Don Antonio entretejía con eficiencia notas convirtiéndolas en partituras. Todas con un denominador común: el canario del monte.

La música muy cercana, a la puerta de su bodega, donde los constantes trasiegos en el sinuoso pasillo le permitían escuchar, pues los conocía a todos por su canto, los vaivenes evolutivos de los machos que cantaban al mismo ritmo de su avanzada edad, lentos. Don Antonio, con clara sencillez y sin jactancia aparente, dibujaba un mundo de sonidos personales y de emociones sinceras, sin embargo, en su música no había nada de ombliguismo ni de opiniones exigidas.

Don Antonio, creador él, se movía con claridad meridiana y con sus puntos de vista musicales en el lugar preciso.

Alambres "rumbrientos" y maderas carcomidas, hace tiempo verdes, acosadas en su conjunto por el relente y el salitre, me adentraron en un mundo donde la música del maestro canaricultor adquiría diversas y variadas formas. Tal es así que la parte más cercana de su obra, no sólo latía vertiginosamente, sino que además es "nuestra" sin serlo. Es nuestra porque está aquí al ladito mismo de nuestra existencia, en nuestros montes. Es nuestra por su proximidad y contexto, no solamente en el espacio sino también en el tiempo. Y también es nuestra porque maestro Antonio tenía la capacidad de colocarnos a su lado, y transmitirnos fielmente un mundo que fue pero que sigue presente porque aún hoy día el canario del monte es protagonista.

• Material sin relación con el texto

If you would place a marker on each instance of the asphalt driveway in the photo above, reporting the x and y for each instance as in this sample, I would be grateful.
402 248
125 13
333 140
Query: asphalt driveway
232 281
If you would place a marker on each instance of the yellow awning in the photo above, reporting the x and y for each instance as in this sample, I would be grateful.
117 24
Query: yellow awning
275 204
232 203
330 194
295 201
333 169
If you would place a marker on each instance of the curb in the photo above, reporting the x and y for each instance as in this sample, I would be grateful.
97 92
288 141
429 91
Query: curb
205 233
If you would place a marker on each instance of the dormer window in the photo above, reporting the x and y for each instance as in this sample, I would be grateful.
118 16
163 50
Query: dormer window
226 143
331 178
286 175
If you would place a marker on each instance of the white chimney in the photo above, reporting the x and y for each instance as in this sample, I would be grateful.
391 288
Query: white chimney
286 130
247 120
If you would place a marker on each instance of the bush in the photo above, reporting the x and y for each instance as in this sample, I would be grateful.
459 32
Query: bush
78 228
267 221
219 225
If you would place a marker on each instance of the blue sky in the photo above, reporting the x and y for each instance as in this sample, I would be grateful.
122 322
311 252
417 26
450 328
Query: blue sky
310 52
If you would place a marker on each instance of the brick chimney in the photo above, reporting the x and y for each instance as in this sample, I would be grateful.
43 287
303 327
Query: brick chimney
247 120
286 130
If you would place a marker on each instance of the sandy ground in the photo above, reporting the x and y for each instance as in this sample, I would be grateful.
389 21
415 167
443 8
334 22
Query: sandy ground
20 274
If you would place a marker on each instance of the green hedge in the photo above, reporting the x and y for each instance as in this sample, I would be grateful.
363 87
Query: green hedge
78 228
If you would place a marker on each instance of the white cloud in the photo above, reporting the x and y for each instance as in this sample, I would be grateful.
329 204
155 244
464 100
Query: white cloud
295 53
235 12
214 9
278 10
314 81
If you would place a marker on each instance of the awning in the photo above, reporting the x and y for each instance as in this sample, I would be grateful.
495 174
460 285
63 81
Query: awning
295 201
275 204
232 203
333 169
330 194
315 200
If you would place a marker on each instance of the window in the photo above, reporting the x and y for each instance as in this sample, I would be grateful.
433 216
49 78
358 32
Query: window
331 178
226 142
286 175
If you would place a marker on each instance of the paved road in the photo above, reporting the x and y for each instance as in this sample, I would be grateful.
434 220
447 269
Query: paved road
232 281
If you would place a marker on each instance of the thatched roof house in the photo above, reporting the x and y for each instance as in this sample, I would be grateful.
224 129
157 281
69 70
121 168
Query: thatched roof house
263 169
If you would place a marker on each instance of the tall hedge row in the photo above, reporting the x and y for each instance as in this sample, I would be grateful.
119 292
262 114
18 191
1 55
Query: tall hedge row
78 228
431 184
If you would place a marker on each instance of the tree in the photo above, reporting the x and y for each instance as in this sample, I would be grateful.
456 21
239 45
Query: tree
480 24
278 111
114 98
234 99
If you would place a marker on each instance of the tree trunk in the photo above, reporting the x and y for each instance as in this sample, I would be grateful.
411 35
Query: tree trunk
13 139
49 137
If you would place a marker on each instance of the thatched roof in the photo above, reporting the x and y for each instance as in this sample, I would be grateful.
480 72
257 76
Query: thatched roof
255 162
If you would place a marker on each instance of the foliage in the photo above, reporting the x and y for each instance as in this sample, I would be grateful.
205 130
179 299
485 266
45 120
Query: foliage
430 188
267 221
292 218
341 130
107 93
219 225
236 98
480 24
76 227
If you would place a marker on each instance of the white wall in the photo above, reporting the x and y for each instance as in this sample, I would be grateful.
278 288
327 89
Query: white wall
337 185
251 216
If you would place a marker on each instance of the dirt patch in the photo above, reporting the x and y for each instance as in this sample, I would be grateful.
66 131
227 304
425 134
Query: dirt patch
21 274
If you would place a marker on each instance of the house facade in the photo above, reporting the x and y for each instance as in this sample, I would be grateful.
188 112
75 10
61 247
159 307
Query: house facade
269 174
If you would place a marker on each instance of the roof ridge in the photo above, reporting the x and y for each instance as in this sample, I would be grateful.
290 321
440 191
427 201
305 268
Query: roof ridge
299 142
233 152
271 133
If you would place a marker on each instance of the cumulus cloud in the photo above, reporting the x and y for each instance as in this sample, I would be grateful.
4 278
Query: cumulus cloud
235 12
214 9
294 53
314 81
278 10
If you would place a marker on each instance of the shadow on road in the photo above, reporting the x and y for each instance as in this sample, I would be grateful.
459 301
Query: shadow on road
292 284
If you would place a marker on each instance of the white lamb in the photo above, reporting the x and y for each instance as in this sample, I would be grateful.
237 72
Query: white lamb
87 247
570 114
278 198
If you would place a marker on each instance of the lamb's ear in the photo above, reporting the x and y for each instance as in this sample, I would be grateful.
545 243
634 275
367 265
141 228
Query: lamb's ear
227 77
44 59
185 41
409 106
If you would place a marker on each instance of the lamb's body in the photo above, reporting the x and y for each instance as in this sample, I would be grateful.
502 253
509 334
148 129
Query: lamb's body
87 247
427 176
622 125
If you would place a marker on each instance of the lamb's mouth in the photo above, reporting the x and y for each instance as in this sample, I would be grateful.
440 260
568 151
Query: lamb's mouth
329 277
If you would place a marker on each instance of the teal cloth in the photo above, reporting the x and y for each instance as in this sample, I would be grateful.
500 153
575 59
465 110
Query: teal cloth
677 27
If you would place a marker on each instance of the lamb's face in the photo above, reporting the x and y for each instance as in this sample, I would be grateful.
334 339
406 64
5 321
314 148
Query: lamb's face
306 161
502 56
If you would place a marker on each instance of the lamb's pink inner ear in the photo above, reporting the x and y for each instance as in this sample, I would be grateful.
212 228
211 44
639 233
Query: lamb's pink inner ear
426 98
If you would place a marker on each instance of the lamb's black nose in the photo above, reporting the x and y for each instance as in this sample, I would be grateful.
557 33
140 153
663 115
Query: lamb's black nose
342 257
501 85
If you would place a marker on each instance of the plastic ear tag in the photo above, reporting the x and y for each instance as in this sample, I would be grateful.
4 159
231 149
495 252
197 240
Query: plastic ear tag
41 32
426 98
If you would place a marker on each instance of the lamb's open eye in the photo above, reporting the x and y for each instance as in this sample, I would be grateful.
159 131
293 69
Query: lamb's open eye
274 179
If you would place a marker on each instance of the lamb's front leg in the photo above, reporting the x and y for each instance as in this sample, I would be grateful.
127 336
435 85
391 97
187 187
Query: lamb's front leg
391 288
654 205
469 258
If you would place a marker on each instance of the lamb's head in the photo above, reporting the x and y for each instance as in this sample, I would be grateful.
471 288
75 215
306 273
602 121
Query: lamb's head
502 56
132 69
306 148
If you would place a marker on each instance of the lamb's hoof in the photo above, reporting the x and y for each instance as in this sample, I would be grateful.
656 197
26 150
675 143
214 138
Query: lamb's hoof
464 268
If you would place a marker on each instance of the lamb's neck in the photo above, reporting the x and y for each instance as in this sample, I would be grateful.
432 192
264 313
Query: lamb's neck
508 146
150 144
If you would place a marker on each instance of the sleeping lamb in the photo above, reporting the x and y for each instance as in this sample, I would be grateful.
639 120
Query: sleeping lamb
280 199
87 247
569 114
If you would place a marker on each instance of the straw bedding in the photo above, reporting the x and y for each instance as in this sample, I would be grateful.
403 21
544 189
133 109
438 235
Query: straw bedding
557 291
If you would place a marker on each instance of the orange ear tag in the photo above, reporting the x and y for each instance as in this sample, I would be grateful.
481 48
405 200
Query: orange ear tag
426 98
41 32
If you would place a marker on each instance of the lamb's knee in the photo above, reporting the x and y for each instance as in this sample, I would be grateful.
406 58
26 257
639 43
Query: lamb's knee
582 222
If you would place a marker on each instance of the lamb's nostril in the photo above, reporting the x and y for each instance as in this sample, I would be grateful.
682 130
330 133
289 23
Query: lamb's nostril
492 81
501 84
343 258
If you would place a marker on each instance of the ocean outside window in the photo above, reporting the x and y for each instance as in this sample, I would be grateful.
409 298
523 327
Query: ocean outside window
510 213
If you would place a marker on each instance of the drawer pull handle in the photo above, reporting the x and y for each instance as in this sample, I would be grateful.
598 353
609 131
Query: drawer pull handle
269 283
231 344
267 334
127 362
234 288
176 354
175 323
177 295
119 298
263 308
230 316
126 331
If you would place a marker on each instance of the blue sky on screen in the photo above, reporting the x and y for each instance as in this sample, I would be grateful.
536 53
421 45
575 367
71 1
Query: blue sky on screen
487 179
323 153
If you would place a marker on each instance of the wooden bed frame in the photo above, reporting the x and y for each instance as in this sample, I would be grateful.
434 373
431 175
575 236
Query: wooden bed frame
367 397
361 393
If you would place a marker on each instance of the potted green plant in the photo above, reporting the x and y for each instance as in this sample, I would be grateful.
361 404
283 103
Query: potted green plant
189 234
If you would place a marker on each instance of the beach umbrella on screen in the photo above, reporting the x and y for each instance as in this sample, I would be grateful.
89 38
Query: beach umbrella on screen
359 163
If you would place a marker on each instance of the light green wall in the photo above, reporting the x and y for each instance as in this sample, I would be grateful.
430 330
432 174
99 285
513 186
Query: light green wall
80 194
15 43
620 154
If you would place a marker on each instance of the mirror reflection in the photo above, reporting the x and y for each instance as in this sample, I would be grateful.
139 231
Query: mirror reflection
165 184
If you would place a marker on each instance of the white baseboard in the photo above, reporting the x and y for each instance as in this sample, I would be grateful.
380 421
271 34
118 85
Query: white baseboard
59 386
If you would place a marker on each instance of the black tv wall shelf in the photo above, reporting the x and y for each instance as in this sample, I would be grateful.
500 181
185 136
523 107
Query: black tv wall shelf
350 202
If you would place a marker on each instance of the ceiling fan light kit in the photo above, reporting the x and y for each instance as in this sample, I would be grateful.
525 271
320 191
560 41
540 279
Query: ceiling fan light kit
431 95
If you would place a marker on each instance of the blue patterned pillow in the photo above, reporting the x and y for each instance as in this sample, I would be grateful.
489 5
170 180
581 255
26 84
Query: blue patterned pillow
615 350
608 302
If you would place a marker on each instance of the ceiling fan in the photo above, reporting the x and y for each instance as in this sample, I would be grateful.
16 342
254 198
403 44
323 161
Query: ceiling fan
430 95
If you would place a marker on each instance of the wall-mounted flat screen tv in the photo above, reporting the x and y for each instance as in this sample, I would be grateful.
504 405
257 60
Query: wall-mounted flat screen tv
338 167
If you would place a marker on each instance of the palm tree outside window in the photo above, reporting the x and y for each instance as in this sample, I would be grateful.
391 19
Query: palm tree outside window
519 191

Manejaba el maestro con acierto voces distintas porque ambicionaba objetivos distintos para cada una de ellas. Así, cada febrero, en la época de cría, sus cruces adquirían propósitos directos y emotivos, sin que cayese por ello para nada en fanfarronerías. Todo lo contrario. Los casamientos como él los llamaba, hábilmente elaborados, dibujando una nube de color donde este pasa a ser el color de casi todos, repertorio y voz metálica.

Maestro Antonio sólo criaba canarios del monte. Ayer, repentinamente, marchó para siempre. En mi última visita me dijo lleva pa'casa lo que necesites.